Pada saat laba usaha dibagikan kepada para pemegang saham, dikenai PPh atas dividen sebesar
10%, yaitu:
Laba usaha yang akan dibagikan sebagai dividen Rp650.000.000,-
PPh atas dividen (Pasal 17 ayat(2c) UU PPh Rp65.000.000,-

Sehingga total pajak terutang oleh PT dan persentasenya terhadap peredaran usaha dapat dihitung
sebagai berikut:
Jumlah PPh terutang Rp146.500.000,-
Persentase PPh Terutang terhadap laba usaha 22,5%

Kesimpulan
Berdasarkan contoh-contoh di atas, dapat kita bandingkan besarnya PPh terutang yang harus
ditanggung oleh masing-masing bentuk usaha sebagai berikut:
Uraian Usaha Perorangan CV PT
Peredaran Usaha Rp5.200.000.000,- Rp5.200.000.000,- Rp5.200.000.000,-
Laba Usaha Rp650.000.000,- Rp650.000.000,- Rp650.000.000,-
PPh Terutang Rp126.500.000,- Rp81.250.000,- Rp146.500.000,-
Persentase PPh Terutang terhadap laba usaha 19,46% 12,5% 22,5%

Berdasarkan tabel di atas, dapat kita simpulkan bahwa pemilihan bentuk usaha CV memberikan
benefit pajak yang lebih tinggi dibandingkan usaha perorangan atau usaha PT, namun baiknya hal ini
tidak dijadikan satu-satunya dasar pengambilan keputusan karena tentu saja harus
mempertimbangkan hal lainnya.
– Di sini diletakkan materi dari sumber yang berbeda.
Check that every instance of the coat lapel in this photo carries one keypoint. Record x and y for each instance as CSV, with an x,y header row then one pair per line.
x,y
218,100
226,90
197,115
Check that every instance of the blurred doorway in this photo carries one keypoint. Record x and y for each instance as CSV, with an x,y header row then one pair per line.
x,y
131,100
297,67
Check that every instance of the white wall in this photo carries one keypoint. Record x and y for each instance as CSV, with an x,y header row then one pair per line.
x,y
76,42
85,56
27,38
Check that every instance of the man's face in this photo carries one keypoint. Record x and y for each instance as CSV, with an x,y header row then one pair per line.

Tingginya beban pajak yang ditanggung oleh usaha perorangan
disebabkan karena tarif progresif yang berlaku bagi Wajib Pajak Orang Pribadi. Sebagai catatan,
penghitungan PPh di atas atas CV dan PT menggunakan tariff Pasal 31E UU PPh yang memberikan
fasilitas pengurangan tariff hingga 50%. Dalam hal pasal ini tidak dipergunakan, maka kita akan
memperoleh hasil sebagai berikut:
Uraian Usaha Perorangan CV PT
Peredaran Usaha Rp5.200.000.000,- Rp5.200.000.000,- Rp5.200.000.000,-
Laba Usaha Rp650.000.000,- Rp650.000.000,- Rp650.000.000,-
PPh Terutang Rp126.500.000,- Rp162.500.000,- Rp227.500.000,-
Persentase PPh Terutang terhadap laba usaha 19,46% 12,5% 35%

Apabila tarif Pasal 31E tidak dipergunakan, ternyata tetap bentuk usaha CV memberikan benefit
pajak yang paling maksimal dibandingkan dua bentuk usaha yang lainnya. Semoga bermanfaat.